Я крепко обнял Тоню, и мы упали на траву.
— Не озорничай, Витязев! — прикрикнула Тоня.— Веди себя прилично.
Я смотрел в ее милые, налитые густой синевой глаза, целовал лицо, ласкал волосы, и все не мог насладиться чувством полной с ней близости. Она обняла меня и прижалась лицом к груди.
Тишина вокруг нас стояла такая, что мы слышали, как шишки, срываясь, с мягким стуком ударяются о землю. Какой-то зверек, топая лапками, прошел почти рядом. Все замерло, все застыло в ночном покое.
Потом, в полном мраке, обходя большие валуны, берегом мы вернулись к спящему дому и по приставной лестнице поднялись на чердак сарая, где нам на сене приготовили постели. Стараясь не шуметь, сдерживая, как назло, разбиравший нас смех, мы улеглись, и быстро заснули.
Утром, словно от толчка, я открыл глаза, вылез осторожно из-под одеяла и выглянул с чердака. Дом молчал. Озеро дымилось туманом. У берега его Голубев возился с лодкой. Он оглянулся на сарай, заметил меня и махнул рукой, приглашая спускаться.

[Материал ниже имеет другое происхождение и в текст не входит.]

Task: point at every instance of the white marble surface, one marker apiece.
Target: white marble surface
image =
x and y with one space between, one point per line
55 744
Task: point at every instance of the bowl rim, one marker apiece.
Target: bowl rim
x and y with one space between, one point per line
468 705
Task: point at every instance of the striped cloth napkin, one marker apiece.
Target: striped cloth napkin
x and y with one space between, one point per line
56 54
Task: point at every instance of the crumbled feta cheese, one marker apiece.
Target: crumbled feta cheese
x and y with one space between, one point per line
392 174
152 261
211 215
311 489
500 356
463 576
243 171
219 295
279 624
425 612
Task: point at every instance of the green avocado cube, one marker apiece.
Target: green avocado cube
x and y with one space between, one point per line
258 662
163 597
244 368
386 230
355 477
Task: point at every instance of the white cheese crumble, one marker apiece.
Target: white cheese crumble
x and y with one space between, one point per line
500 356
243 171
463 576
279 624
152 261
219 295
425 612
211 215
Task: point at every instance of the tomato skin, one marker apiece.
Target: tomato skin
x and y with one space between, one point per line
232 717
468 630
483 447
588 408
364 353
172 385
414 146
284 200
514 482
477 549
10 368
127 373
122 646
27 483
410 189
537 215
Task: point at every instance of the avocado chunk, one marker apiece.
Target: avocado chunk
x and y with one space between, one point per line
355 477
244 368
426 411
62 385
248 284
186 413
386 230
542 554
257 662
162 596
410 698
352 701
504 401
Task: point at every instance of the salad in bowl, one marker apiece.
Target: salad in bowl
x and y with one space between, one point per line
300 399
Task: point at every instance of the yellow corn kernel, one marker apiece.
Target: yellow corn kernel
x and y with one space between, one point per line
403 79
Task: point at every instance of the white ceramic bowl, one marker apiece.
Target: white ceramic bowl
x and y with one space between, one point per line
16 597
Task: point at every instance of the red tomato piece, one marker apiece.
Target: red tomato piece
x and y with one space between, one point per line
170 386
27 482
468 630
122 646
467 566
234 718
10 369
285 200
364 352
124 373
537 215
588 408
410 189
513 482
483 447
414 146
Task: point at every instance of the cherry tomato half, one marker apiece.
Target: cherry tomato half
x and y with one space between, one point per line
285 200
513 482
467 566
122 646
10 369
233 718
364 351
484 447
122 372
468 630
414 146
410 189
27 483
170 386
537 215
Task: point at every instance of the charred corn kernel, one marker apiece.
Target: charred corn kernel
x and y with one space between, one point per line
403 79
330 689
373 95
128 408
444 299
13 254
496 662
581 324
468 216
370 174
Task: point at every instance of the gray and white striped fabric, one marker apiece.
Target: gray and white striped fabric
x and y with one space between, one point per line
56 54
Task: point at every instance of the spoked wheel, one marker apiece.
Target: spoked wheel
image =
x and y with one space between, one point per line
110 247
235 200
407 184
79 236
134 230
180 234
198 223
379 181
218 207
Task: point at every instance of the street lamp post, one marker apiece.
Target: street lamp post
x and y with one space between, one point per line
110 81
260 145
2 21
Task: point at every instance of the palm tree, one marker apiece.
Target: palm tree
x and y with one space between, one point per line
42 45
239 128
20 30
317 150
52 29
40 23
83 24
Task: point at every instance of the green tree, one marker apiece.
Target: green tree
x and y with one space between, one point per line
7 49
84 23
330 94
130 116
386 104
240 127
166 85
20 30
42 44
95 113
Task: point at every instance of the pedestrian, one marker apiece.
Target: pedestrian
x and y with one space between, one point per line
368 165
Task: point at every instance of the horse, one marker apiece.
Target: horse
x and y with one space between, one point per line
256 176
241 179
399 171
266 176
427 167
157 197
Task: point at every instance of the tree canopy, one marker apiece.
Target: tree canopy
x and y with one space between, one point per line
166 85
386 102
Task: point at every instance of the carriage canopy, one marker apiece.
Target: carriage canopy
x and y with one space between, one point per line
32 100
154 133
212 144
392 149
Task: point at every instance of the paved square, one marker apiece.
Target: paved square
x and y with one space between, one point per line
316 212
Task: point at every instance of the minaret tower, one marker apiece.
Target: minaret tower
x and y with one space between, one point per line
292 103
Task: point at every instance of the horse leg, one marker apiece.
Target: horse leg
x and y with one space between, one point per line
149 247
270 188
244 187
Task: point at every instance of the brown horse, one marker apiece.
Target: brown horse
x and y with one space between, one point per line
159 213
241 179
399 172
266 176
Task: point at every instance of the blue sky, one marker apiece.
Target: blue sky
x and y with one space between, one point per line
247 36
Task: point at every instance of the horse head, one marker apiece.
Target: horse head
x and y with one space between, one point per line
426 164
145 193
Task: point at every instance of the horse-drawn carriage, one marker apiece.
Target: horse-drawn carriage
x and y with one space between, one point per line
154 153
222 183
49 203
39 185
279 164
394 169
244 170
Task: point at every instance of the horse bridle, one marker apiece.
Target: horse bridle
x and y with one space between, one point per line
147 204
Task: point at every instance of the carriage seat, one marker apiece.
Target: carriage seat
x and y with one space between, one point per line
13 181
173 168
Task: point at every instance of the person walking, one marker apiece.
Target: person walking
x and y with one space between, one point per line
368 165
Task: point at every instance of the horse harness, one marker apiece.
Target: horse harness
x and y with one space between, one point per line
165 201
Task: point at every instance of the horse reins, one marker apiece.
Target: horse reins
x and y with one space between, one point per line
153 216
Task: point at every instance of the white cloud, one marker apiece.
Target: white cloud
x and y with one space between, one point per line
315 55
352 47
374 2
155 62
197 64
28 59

Тоня крепко спала. Она даже не шевельнулась, когда я поспешно, стараясь не шуметь, одевался, натягивал ботинки и выбирался наружу.
— Не передумал? — только спросил Голубев.— Жалел я будить, на воздухе спится крепко.
— Ладно, шутить,— сказал я.
Спали лесные берега, еще дремала вода. Спали, кажется, и неподвижные серые дымы какого-то завода. Голубев греб осторожно, словно не хотел нарушать покоя. Мягко поскрипывали уключины, тихо поплескивала вода. Камыши слабо заколыхались, зашуршали. Из их гущи резко взмыл утиный выводок и, падая косо на крыло, пошел сильно вдоль берега. Тут мы и встали, сбросив два каменных груза, чтобы лодку не потянуло течением.